Tiaan woke in the night and thought she was back with Marnie. Turning over, disoriented, her outflung arm struck the pack. The fire had died down and the hut was absolutely dark. It made her feel claustrophobic.

Tiaan felt inside the pack, wanting a glimmer of light to break the confined feeling. As she touched the amplimet it lit up and a shock raced along her arm. The pack glowed garnet-red for an instant. What had happened? It had not done that before. Recalling how the soldiers had seemed to be able to track her, she felt a moment of unease.

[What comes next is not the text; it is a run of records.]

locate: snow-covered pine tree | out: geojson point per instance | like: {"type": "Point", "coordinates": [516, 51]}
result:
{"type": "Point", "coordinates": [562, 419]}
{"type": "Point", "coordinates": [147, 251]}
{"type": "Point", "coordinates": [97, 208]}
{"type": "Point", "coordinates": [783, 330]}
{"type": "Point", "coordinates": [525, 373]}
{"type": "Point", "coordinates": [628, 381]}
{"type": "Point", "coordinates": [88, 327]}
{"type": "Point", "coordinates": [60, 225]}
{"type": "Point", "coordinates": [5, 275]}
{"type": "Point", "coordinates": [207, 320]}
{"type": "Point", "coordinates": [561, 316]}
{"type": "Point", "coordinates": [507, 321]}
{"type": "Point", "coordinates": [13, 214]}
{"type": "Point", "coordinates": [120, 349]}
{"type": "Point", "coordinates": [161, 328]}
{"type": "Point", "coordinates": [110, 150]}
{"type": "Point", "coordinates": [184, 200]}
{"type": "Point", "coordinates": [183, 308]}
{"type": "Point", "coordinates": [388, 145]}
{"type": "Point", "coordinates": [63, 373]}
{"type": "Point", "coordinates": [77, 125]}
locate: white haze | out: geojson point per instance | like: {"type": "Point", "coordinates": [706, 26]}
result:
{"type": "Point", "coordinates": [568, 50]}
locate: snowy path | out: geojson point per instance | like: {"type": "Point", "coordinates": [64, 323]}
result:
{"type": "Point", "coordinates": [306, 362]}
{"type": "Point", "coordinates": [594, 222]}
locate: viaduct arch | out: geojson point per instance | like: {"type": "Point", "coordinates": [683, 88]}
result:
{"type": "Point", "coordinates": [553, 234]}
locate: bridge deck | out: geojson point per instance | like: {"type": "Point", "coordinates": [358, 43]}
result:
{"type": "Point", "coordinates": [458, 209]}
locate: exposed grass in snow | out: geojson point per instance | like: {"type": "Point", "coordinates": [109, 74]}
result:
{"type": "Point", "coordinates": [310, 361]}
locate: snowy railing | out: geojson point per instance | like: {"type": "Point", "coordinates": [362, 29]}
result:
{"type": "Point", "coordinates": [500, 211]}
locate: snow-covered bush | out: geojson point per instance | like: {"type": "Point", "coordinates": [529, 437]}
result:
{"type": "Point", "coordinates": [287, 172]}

But that had been a long time ago, and at least a hundred leagues away. Could they have tracked her to Kalissin? It did not seem possible, but the lyrinx were within easy flying distance.

Her heart was racing. Tiaan crawled to the entrance. It was still dark outside. She settled down again. She'd go at dawn and hope it snowed to cover her tracks.

Tiaan groaned aloud. Fluuni rolled over and put an arm about her waist. It would have been comforting, had not her problems been so insoluble. Tiaan lay awake the rest of the night, twice slipping out of bed and lifting the flap. The second time the sky was pale in the east.

She was tying her boots into the ski bindings when Jiini came out. She went into the forest to relieve herself, then helped Tiaan with the adjustments. Shortly Fluuni, Lyssa and Haani emerged. No doubt they always rose with the light.

When Tiaan went in for her pack the cauldron was over the fire. She took a large bowl of fish stew, then gave thanks to the women, who each embraced her. She shook hands with Haani, who smiled shyly. Tiaan donned her pack and skied towards the river, the four watching how she went and laughing – no doubt commenting on her strange style. She turned to ski along the bank, waved and pushed off, settling into the striding rhythm.

It was hard work for muscles that had not skied in months and she stopped as the ice came in sight. She must not pull a muscle and cripple herself.

Sitting on her coat on a tree trunk just above the ice and, watching a pair of deer grazing on lichen, she was startled by a high-pitched, keening cry coming faint down the river. Some chance reflection off the water must have carried it to her. Tiaan recognised it instantly. The nylatl!